Ook in het dagelijks werk van medisch specialisten spelen geavanceerde
technieken een grotere rol. Door die technieken krijgen artsen
steeds meer gegevens tot hun beschikking en zien velen soms, met
name in complexe medische situaties, door de bomen het bos niet
meer.
Vooral in academische ziekenhuizen en andere centra voor topklinische
zorg is er daardoor (naast technologen die onderzoek doen) grote
behoefte aan op de praktijk gerichte (bio)medisch ingenieurs.

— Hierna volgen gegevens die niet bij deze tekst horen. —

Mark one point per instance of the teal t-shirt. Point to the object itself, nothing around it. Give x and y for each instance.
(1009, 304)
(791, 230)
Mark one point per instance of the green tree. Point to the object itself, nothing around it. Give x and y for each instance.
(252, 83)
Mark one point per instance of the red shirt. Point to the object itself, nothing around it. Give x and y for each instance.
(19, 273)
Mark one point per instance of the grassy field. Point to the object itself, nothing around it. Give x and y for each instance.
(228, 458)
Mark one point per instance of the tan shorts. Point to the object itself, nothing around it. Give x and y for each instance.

Dergelijke academisch gevormde medisch-technologen kunnen een
specifiek deel van het werk van artsen gaan doen. Aan de TU/e
start daarom in september 2002 de nieuwe masteropleiding Medical
Engineering. Twee jaar later studeren de eerste medisch ingenieurs
af.
Op dit moment telt Noord-Brabant in medisch opzicht in Nederland
nauwelijks mee, constateert Janssen. Dat komt volgens hem vooral
doordat de provincie geen medische faculteit(en) heeft. Jonge
Brabanders die iets op het gebied van geneeskunde willen gaan
studeren, moeten hun heil noodgedwongen elders zoeken, bijvoorbeeld
in Maastricht, Rotterdam of Nijmegen.
Daar moet nodig verandering in komen, concludeerden twee grote
ziekenhuizen in Eindhoven en Tilburg ruim een jaar geleden. Samen
kwamen ze op het idee een 'Brabant Medical School' op poten te
zetten. De ziekenhuizen willen, in samenwerking met de medische
faculteiten van universiteiten, zelf artsen gaan opleiden. Ze
willen zich vooral richten op het klinische deel van bestaande
geneeskunde-opleidingen. Zo hopen ze iets te kunnen doen aan het
huidige tekort aan artsen.
Ongeveer een jaar geleden benaderden de ziekenhuizen ook de TU/e
en de Katholieke Universiteit Brabant in Tilburg met de vraag
of de beide academies konden helpen. "Mijn eerste reactie
was: 'nee, dat kunnen we niet'. We zijn immers een téchnische
universiteit", bekent Jan Janssen. "We hebben sinds
1997 weliswaar een opleiding Biomedische Technologie, maar die
leidt niet op tot arts."
Specifieke kennis
Toch voelt de decaan wel mee met de ziekenhuizen. "Ook al
is Nederland maar een klein landje waar alles binnen handbereik
is; het is toch jammer dat Brabant in de medische sector nauwelijks
een rol speelt", vindt hij. "Natuurlijk hebben we hier
wel ziekenhuizen die er op bepaalde fronten, dankzij hun specifieke
kennis, bovenuit steken. Zo is het Catharina-ziekenhuis sterk
op het gebied van cardiologie en heeft het Sint Joseph Ziekenhuis
zich gespecialiseerd in de zorg voor te vroeg geboren baby's.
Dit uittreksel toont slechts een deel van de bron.